The Korea Herald reports speculation that Seoul and Moscow seek to make progress by November when Lee and Medvedev will meet at the G20 summit in Cannes on Nov. 3-4, the APEC summit in Hawaii on Nov. 12-13 and the East Asia Summit in Bali on Nov. 18-19.

Is this thing going to happen? Not so fast. The little details that are leaking out actually confirm a number of our doubts and concerns:

  • There is one report that at the August summit, Kim Jong Il was seeking as much as $500 million a year in transit fees from the pipeline deal. So we did a little back-of-the-envelope calculation. The project anticipates pumping 10 billion cubic feet of gas a year when completed. Current prices are about $145 per thousand cubic feet. In short, Dear Leader wants $500 million transit fees on $1.45 billion worth of gas. As the report deadpans, this was about five times what the Russians had expected.
  • It appears that the transit fee issue was ultimately linked to debt relief. The Soviets/Russians had extended about $11 billion to the North Koreans; needless to say, it has not been serviced. In parallel negotiations resumed in June, the Russians recently agreed to write off 90 percent of the debt, investing the remainder in “joint business projects to be launched in the North down the road.” This may be good for the pipeline project, but shows that the Russians are doubling down on the Kim Jong Il regime, as my colleague Marc Noland also noted in an earlier post.
  • But perhaps most interesting are the terms that the South Koreans are seeking in order to mitigate the risk associated with the project. Recall that the Russians are already shipping LNG to the South and will have an expanded ability to do so with the recent completion of the Sakhalin-Khabarovsk-Vladivostok gas transmission system, albeit at higher cost. The South Koreans are building an LNG storage site at Samcheok, Gangwon Province. According to none other than Hong Joon Pyo, chair of the ruling Grand National Party, South Korea is insisting that the Russians take responsibility for building and maintaining the pipeline. Moreover, they want guarantees that if North Korea turns off the spigot, then the Russians would provide the gas by sea at a 30% discount.

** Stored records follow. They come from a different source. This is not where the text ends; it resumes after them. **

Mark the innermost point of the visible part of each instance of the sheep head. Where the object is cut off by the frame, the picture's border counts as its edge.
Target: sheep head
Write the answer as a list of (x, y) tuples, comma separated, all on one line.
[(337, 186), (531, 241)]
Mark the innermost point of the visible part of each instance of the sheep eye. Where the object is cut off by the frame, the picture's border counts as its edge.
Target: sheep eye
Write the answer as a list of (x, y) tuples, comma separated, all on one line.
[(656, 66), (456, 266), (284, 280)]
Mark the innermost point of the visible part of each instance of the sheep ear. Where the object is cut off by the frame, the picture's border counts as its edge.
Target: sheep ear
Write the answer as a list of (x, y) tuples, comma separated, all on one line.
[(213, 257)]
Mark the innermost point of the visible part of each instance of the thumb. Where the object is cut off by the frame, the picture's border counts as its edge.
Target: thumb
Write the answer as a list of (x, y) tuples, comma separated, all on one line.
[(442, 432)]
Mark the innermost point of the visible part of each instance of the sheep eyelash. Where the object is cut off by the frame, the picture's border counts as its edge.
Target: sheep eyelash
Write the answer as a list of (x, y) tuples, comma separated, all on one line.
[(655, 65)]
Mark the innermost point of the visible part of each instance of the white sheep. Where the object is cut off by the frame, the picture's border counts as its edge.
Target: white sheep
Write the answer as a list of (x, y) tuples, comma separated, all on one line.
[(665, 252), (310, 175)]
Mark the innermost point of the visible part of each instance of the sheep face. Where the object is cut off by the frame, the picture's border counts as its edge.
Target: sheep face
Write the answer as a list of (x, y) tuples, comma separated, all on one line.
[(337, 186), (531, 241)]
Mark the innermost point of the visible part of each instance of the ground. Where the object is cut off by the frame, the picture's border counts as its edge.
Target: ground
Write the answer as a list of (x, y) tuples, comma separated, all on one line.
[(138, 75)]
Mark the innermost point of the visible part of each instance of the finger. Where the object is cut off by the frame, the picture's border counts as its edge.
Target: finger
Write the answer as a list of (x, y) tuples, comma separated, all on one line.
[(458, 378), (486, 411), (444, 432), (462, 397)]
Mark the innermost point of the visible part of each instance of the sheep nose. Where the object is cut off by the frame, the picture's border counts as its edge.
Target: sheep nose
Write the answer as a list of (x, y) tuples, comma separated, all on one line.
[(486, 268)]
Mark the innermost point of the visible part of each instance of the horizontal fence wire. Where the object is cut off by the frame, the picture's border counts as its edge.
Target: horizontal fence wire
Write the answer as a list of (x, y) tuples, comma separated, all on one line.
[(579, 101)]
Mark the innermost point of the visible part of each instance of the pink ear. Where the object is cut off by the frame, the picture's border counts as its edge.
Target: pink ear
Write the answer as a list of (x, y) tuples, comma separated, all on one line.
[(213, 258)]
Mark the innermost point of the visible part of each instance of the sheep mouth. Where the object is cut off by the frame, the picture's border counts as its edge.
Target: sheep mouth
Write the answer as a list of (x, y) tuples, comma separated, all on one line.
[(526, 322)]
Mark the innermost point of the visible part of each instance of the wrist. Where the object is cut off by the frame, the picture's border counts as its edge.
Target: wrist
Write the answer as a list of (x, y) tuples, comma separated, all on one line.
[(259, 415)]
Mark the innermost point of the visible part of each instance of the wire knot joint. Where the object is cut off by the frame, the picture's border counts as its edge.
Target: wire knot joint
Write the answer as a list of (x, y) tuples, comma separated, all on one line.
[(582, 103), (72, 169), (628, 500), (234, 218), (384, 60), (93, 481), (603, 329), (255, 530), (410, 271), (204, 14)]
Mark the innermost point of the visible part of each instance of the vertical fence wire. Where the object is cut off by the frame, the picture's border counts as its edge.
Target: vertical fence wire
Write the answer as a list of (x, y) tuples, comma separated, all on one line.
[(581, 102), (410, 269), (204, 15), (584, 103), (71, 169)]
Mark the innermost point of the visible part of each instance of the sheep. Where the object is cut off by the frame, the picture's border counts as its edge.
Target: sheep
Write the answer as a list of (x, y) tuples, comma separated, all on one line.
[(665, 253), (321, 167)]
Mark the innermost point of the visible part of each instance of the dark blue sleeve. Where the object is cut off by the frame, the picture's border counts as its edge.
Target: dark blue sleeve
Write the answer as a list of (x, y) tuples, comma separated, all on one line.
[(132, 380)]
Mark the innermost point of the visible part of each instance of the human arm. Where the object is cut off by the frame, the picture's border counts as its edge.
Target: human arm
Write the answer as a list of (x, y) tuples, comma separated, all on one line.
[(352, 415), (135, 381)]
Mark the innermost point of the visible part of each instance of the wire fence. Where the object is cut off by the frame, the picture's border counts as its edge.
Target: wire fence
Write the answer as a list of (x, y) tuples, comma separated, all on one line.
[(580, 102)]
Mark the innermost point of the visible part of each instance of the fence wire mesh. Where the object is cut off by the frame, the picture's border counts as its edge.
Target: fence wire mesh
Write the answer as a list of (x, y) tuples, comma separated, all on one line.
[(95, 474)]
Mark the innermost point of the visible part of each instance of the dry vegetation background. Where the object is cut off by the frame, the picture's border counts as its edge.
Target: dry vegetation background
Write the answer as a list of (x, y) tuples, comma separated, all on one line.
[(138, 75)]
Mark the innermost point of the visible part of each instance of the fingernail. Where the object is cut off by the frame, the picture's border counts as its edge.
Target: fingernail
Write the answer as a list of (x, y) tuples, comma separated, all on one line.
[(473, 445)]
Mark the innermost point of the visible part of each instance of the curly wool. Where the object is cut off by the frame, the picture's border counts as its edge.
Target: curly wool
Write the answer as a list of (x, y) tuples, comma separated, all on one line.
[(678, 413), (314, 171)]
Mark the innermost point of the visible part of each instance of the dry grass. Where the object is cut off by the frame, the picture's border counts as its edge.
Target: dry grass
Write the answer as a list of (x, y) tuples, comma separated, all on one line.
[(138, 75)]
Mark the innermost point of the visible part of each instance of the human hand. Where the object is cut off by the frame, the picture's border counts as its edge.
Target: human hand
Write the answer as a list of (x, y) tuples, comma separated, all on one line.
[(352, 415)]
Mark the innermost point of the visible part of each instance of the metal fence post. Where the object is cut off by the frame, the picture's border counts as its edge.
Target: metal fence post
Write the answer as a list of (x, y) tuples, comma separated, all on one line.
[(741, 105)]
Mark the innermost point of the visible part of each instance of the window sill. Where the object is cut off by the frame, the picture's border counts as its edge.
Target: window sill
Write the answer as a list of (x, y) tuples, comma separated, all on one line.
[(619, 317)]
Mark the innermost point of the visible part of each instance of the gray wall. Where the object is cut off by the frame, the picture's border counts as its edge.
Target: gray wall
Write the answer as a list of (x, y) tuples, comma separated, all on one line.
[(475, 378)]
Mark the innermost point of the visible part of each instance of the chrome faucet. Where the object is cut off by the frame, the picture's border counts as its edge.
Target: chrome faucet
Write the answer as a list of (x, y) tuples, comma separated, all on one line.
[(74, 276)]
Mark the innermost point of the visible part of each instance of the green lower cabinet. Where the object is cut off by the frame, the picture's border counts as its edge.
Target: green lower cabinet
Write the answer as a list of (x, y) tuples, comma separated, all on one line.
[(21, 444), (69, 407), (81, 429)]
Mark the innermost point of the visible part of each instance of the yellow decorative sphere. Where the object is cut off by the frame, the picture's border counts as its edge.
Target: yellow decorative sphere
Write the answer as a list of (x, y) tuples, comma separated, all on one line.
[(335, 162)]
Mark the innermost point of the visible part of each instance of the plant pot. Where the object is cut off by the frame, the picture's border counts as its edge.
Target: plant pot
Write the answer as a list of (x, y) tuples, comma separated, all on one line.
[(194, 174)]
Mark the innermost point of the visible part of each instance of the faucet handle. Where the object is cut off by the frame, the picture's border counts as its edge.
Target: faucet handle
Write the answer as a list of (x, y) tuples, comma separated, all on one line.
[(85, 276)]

Russia has a strong interest in expanding its Asian sales ever since the Sakhalin-2 project went online in the Pacific in 2009. Most of the Sakhalin-2 gas goes to Japan and South Korea is a natural market. The pipeline is a win-win for all parties. But the fact that the GNP has gone soft on the project should give the Russians pause. How much are the Russians willing to pay for it, politically, economically and in terms of risk?

In a must-read post on 38 North Georgy Toloraya suggests that the answer may be “a lot.” Toloraya argues that Russia is looking East and North Korea is seen as a strategic entry point where the Russians can make their presence felt. This does not strike us a promising strategy to say the least. But the evidence is mounting that Moscow is pursuing it. If the Russians are willing to absorb the risk, Hong Joon Pyo may well be right: why should South Korea object? Let the Russians handle the North Koreans. Good luck.